I confess to converting entirely to streaming services these days. I don't even own a CD player, unless maybe one of the game consoles will play them. My PCs no longer have CD/DVD drives.
DeleteBut I still would LIKE to listen to albums but I feel like the streaming services kind of make it hard. And when you do finally figure out "OK here's the album I want to hear" and listen to it, when it ends it doesn't end but rolls into random tracks.
My partner and I were just talking about this last night. The joy of going to a record store, flipping through albums. Buying an album for one song and discovering a bunch of other songs that you love even tho they're not getting much radio play. Miss those days. I mean... do record stores even still exist, aside from niche specialty places?
The post title leans into the irony that although most people don't seem to listen to albums *as* albums any more, the album remains the standard release format for the mainstream and a whole range of genres. Every one of the acts in the post has an album coming out in the next few months except Dylan, whose latest album came out in January. It's true that loads of artists drop single tracks, "EPs" (Even weirder that that label still has traction.) and mixtapes (Which aren't tapes or mixes - I'm still not 100% clear on what they actually are...) but every day I see news items about new albums, complete with release dates and track lists.

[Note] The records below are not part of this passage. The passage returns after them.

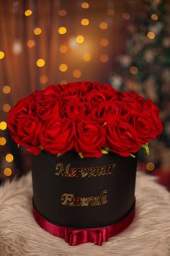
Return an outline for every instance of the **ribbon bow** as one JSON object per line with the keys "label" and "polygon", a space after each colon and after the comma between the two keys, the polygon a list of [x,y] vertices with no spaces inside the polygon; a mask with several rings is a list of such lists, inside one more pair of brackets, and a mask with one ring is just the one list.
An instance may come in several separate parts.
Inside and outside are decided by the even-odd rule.
{"label": "ribbon bow", "polygon": [[100,229],[65,229],[65,241],[69,245],[78,245],[86,242],[92,242],[96,245],[102,245],[108,239],[107,227]]}

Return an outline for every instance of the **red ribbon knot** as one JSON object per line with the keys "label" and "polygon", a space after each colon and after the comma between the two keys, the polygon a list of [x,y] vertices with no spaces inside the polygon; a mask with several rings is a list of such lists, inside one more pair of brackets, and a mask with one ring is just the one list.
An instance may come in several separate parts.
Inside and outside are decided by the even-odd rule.
{"label": "red ribbon knot", "polygon": [[69,245],[78,245],[86,242],[92,242],[96,245],[102,245],[107,241],[108,229],[107,227],[88,229],[65,229],[65,241]]}

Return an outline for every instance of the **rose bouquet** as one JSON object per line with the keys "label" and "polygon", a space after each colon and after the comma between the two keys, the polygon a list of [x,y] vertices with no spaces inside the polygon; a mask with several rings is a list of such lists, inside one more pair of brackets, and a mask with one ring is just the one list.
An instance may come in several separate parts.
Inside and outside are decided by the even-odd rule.
{"label": "rose bouquet", "polygon": [[17,144],[35,155],[63,155],[73,148],[81,158],[111,151],[133,156],[162,132],[158,108],[134,93],[109,85],[77,82],[49,85],[19,101],[8,116]]}

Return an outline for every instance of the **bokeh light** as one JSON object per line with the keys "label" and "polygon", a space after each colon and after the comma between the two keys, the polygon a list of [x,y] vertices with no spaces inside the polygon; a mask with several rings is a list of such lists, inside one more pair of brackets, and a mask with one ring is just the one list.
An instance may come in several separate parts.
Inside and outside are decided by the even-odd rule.
{"label": "bokeh light", "polygon": [[76,38],[76,41],[78,43],[82,43],[84,41],[84,38],[83,35],[77,35]]}
{"label": "bokeh light", "polygon": [[6,129],[6,127],[7,127],[7,124],[6,124],[6,121],[2,121],[0,122],[0,129],[4,131],[4,129]]}
{"label": "bokeh light", "polygon": [[147,37],[149,38],[149,39],[154,39],[155,38],[155,33],[152,31],[149,31],[148,33],[147,33]]}
{"label": "bokeh light", "polygon": [[37,66],[39,67],[42,67],[45,65],[45,61],[43,59],[39,59],[37,60]]}
{"label": "bokeh light", "polygon": [[4,170],[4,174],[5,176],[11,176],[12,175],[12,169],[10,168],[5,168]]}
{"label": "bokeh light", "polygon": [[35,46],[35,40],[32,39],[30,39],[27,40],[27,45],[28,47],[32,48]]}
{"label": "bokeh light", "polygon": [[100,44],[102,46],[107,46],[109,44],[109,40],[107,38],[102,38],[100,40]]}
{"label": "bokeh light", "polygon": [[40,77],[40,82],[41,84],[45,85],[48,82],[48,77],[46,75],[41,75]]}
{"label": "bokeh light", "polygon": [[84,8],[84,9],[88,9],[88,8],[89,8],[89,4],[87,3],[86,1],[84,1],[81,4],[81,7]]}
{"label": "bokeh light", "polygon": [[68,48],[67,46],[65,45],[62,45],[59,48],[59,51],[61,54],[65,54],[67,51]]}
{"label": "bokeh light", "polygon": [[58,33],[61,35],[66,34],[66,32],[67,32],[67,29],[65,27],[61,27],[58,28]]}
{"label": "bokeh light", "polygon": [[35,35],[40,35],[41,33],[42,30],[40,27],[35,27],[35,29],[34,30],[34,33]]}
{"label": "bokeh light", "polygon": [[73,72],[73,76],[76,78],[79,78],[81,76],[81,72],[79,69],[75,69]]}
{"label": "bokeh light", "polygon": [[66,72],[66,71],[67,71],[68,69],[68,66],[67,64],[66,64],[65,63],[62,63],[60,64],[59,66],[59,70],[61,72]]}
{"label": "bokeh light", "polygon": [[5,156],[5,160],[6,161],[6,162],[11,163],[14,160],[14,156],[10,153],[6,154]]}
{"label": "bokeh light", "polygon": [[6,138],[4,137],[0,137],[0,145],[4,146],[6,144]]}
{"label": "bokeh light", "polygon": [[2,109],[4,112],[9,112],[11,109],[11,106],[9,104],[4,104],[3,105]]}
{"label": "bokeh light", "polygon": [[67,12],[64,9],[62,9],[58,12],[58,14],[61,17],[63,17],[67,14]]}
{"label": "bokeh light", "polygon": [[85,53],[83,54],[82,58],[84,60],[84,61],[89,61],[91,59],[91,56],[89,53]]}
{"label": "bokeh light", "polygon": [[9,85],[4,85],[2,88],[3,93],[5,94],[8,94],[11,91],[11,88]]}
{"label": "bokeh light", "polygon": [[130,68],[130,72],[133,74],[136,74],[138,72],[138,69],[135,66],[132,66]]}
{"label": "bokeh light", "polygon": [[81,20],[81,24],[83,25],[83,26],[87,26],[89,24],[89,20],[88,19],[82,19]]}
{"label": "bokeh light", "polygon": [[109,56],[107,54],[102,54],[102,55],[101,55],[99,59],[100,59],[101,62],[106,63],[109,60]]}
{"label": "bokeh light", "polygon": [[147,171],[151,171],[154,170],[154,168],[155,168],[155,165],[154,165],[153,163],[149,162],[149,163],[148,163],[146,164],[146,170],[147,170]]}
{"label": "bokeh light", "polygon": [[4,51],[0,51],[0,59],[3,59],[5,56]]}
{"label": "bokeh light", "polygon": [[25,16],[30,16],[32,14],[32,10],[30,10],[30,9],[26,10],[24,12]]}
{"label": "bokeh light", "polygon": [[108,25],[107,22],[100,22],[99,24],[99,27],[102,29],[102,30],[106,30],[108,27]]}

DeletePersonally, I still buy albums on CD but mainly because I need to have something to tell people when they ask me what I want for my birthday and Christmas. Lana is one of the few exceptions for whom I actually pre-order CDs and pay for them myself and that's mainly because, as I semi-seriously aknowledge in the post, it's in recognition of my fandom as much as anything.
As for listening to albums, the only time I play them start-to-finish in the old way is in the car. The drive to my mother's is about one album each way and I do it about once a month so I guess I hear a couple of dozen albums in full in a year these days. I used to rip the CDs onto my IPod Touch and listen to whole albums that way but I don't even do that any more. I just play individual tracks either from my desktop, Amazon Music or YouTube.
That said, I suspect the supposed universality of streaming might not be as permanent a change as we all thought. There are a number of indicators now pointing to a swing back towards owning physical product, not least because of the combination of cost and lack of availability on streaming sites. It's more of an issue with visual media but audio will have some similar issues soon enough. I don't imagine we'll ever go back to physical product being the prime distribution method, though.
I still do, but I'm old.... Okay, not as old as Bhaggy, but up there nevertheless.